23 Gennaio 2022 - Ultimo aggiornamento il: 22 Gennaio 2022 alle 18:30:38

Provincia di Taranto

Leporano, D’Abramo: “Pronti alla svolta”

L’avvocato di nuovo in campo con uno schieramento bipartisan che ha un obiettivo: “Ridare sviluppo, lavoro e dignità al paese”


LEPORANO – E’ conto alla rovescia per le elezioni amministrative. A Leporano si giocherà una doppia partita: Regionali e rinnovo del consiglio comunale, dopo il “flop” della giunta-Di Taranto. In campo due avversari: Domenico Pavone da una parte, Angelo D’Abramo dall’altra. Andiamo a conoscere i programmi a cominciare da “Leporano Futura”, che ha già ufficializzato nomi e programma.

“L’entusiasmo e la voglia di partecipazione, reale, della gente attorno al nostro progetto politico ci sta dando sempre più forza per portare avanti un programma volto a porre le basi dell’obiettivo dichiarato: voltare pagina e dare un Futuro a Leporano e alla sua splendida Marina”.

L’avvocato Angelo D’Abramo ha mollato gli ormeggi ormai da tempo e, definita la lista, è sceso nuovamente in campo da candidato sindaco di una lista, “Leporano Futura”, che ha attirato, in maniera trasversale, le varie esperienze politiche e amministrative.

In lista, infatti, campeggiano nomi noti ai leporanesi: il vice sindaco uscente Iolanda Lotta, due assessori uscenti, Zagaria e Pagano; l’ex assessore Anna Maria Cosma; per il Pd c’è Franco Presicci; quindi Mimmo Brancone, altre donne come Maria Amorosi e Antonella Falcioni.
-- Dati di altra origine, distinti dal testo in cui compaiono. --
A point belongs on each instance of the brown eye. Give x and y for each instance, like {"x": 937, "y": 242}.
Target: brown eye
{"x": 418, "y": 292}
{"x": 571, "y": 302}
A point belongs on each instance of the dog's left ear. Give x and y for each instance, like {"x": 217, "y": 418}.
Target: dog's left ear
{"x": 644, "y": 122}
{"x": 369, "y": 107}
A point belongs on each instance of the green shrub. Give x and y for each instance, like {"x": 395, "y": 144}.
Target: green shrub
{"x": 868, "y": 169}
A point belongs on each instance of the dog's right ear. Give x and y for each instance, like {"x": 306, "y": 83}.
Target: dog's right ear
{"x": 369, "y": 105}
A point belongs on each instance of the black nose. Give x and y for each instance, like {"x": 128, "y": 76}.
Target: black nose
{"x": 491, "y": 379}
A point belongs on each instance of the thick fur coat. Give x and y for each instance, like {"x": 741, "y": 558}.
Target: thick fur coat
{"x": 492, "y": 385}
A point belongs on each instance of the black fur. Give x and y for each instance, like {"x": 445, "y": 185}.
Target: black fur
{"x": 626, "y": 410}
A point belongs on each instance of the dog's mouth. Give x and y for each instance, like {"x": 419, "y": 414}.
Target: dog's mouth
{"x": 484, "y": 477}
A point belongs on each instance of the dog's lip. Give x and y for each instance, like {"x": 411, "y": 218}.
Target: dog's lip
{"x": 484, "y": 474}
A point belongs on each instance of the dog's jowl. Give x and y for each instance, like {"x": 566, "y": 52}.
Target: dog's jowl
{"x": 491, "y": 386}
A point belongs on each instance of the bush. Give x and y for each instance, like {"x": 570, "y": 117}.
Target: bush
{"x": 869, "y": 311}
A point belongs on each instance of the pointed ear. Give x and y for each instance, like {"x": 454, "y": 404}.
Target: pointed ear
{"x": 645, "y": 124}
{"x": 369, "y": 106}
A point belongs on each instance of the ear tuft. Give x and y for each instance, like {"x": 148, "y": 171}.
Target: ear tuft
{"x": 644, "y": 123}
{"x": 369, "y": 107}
Esponenti politici di lungo corso come Graziano Scaran; Paolo Raffo, Francesco Fusco e tra i giovani, Gianmarco Fanelli.

“La nostra lista – sottolinea l’avvocato Angelo D’Abramo – è un laboratorio politico-amministrativo che punta a concretizzare progetti seri per lo sviluppo alternativo sul piano economico e turistico. Una vera e propria Costituente per la democrazia, la libertà e lo sviluppo del territorio leporanese”.

“Partecipazione”, ecco uno dei cavalli di battaglia dell’avvocato D’Abramo: “Sì, i leporanesi sono stufi delle promesse, il malgoverno di questi anni è sotto gli occhi di tutti. Il paese ne è consapevole, già alle scorse elezioni lo ha rimarcato. Adesso anche la marina deve capirlo”.